The new bill will make the illegal crossing of borders an offence, which will be punishable by fines and one year in prison. It will also extend the amount of time in which illegal migrants can be held from 45 to 90 days and shorten deadlines to apply for asylum.
Alongside the tougher measures, Mr Macron’s government have included proposals in the bill to cut the time it takes for asylum requests to be processed as well as making it easier for minors to be given asylum.
Defending the bill last month, Interior Minister Gerard Collomb, said it was “completely balanced”.
"It works on two guiding principles: France must welcome refugees, but it cannot welcome all economic migrants," Mr Collomb said.

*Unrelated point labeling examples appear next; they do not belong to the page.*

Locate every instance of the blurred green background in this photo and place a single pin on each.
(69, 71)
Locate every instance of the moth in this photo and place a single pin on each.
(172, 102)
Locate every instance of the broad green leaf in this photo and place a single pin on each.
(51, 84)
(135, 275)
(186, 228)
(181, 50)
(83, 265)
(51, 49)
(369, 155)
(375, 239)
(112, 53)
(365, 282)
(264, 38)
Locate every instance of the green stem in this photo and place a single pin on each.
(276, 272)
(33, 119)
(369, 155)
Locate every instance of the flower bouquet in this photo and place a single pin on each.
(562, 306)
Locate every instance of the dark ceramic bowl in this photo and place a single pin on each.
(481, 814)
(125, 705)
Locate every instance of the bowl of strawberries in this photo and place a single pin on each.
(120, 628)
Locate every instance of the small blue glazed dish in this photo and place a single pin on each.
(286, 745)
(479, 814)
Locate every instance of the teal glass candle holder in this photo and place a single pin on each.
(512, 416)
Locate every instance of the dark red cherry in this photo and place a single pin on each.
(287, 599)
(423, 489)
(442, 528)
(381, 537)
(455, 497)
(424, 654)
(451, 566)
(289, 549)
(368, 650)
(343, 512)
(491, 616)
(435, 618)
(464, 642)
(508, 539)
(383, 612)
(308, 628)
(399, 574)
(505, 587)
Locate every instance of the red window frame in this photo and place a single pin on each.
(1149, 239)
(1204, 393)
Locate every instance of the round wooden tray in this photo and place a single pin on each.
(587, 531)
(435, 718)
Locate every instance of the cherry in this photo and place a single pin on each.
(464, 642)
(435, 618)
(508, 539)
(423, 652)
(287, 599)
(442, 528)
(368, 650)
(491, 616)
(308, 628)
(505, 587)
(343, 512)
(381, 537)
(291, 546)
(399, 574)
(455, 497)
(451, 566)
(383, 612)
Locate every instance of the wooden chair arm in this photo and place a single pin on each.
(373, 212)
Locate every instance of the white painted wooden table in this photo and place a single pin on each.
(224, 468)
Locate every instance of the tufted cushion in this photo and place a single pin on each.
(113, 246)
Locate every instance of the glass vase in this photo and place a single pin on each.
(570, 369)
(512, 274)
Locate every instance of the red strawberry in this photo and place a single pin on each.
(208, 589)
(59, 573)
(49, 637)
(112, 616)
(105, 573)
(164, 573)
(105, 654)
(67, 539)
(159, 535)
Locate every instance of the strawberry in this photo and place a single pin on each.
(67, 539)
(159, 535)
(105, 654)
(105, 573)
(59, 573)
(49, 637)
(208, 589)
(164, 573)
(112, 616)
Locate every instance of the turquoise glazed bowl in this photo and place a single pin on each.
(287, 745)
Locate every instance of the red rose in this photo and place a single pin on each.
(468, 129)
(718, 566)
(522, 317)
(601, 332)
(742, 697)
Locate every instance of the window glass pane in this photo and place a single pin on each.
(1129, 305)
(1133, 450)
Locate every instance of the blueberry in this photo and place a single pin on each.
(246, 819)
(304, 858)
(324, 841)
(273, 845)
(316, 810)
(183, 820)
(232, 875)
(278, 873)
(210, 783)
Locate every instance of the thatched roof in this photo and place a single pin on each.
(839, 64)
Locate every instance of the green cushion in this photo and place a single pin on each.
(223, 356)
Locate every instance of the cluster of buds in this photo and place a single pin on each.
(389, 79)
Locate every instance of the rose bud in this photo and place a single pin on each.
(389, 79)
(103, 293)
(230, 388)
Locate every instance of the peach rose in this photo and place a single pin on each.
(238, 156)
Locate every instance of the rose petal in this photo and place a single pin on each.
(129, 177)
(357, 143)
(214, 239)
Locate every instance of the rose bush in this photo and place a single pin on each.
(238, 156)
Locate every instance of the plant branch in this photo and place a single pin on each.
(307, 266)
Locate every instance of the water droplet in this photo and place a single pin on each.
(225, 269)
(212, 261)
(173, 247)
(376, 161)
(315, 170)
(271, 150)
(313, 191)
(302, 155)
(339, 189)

However, not everyone agrees and the bill has drawn criticism from charities as well as lawmakers from Mr Macron’s own party, La République En Marche! (Republic On the Move).
Annie P Gavrilescu, France Regional Manager from charity Help Refugees, called the new proposals “counterproductive”, explaining that the new fast track system might actually mean more migrants who have had their asylum claims rejected would end up travelling to Calais and attempting to cross illegally into the UK.
“The law is quite worrying. It aims to reduce the waiting time on any decision on an asylum case but at the same time a reduction in that waiting time means, from experience, the number of rejections will actually go up,” Ms Gavrilescu, who is based in Calais, told The National.
“Those who will have rejections from the fast track system might not actually be aware of their legal rights in terms of repeal, meaning they won’t access it, which might make them more likely to come here [to Calais].”
While Republic On the Move politician Mathieu Orphelin said increasing detention time for illegal migrants was problematic and said he would attempt to modify the bill.
Fellow party member Sonia Krimi accused the government of playing with people’s fears on immigration. “All foreigners in France are not terrorists, all foreigners do not cheat with social welfare,” she told Mr Collomb in parliament in December.
Two unions from France’s refugee protection office OFPRA called strikes on Wednesday in protest at the future law.
But for many on the right the new bill does not go far enough.
On Wednesday, Le Figaro, France’s second largest national newspaper, praised Mr Collomb, who drew up the legislation, but argued the country must be able to decide when to close the door to migrants.
The right-wing publication dubbed the bill “la loi qui divise le camp Macron” (the law that divides Macron’s camp).
The new measures might go some way to appeasing those in France who feel the government has not been tough enough on immigration.
An opinion poll conducted in February showed that 63 per cent of voters felt there were too many immigrants and 2017 saw Marine Le Pen poll a record 34 per cent for the far-right National Front party in the run-off round of May’s presidential election.
Immigration policy has come into sharper focus in European countries since the migrant crisis of 2015, in which more than one million migrants and refugees crossed into Europe.
In 2017 France received a record 100,000 asylum claims, making it one of the main destinations in for migrants arriving in Europe.
Mr Collomb said the future law would put France on a par with its European neighbours, claiming that the existing laws are “much more favourable” than in other countries.
The bill will be discussed in both chambers of the French Parliament and amendments will be put forth by opposing parties, before a debate on the law is held in April.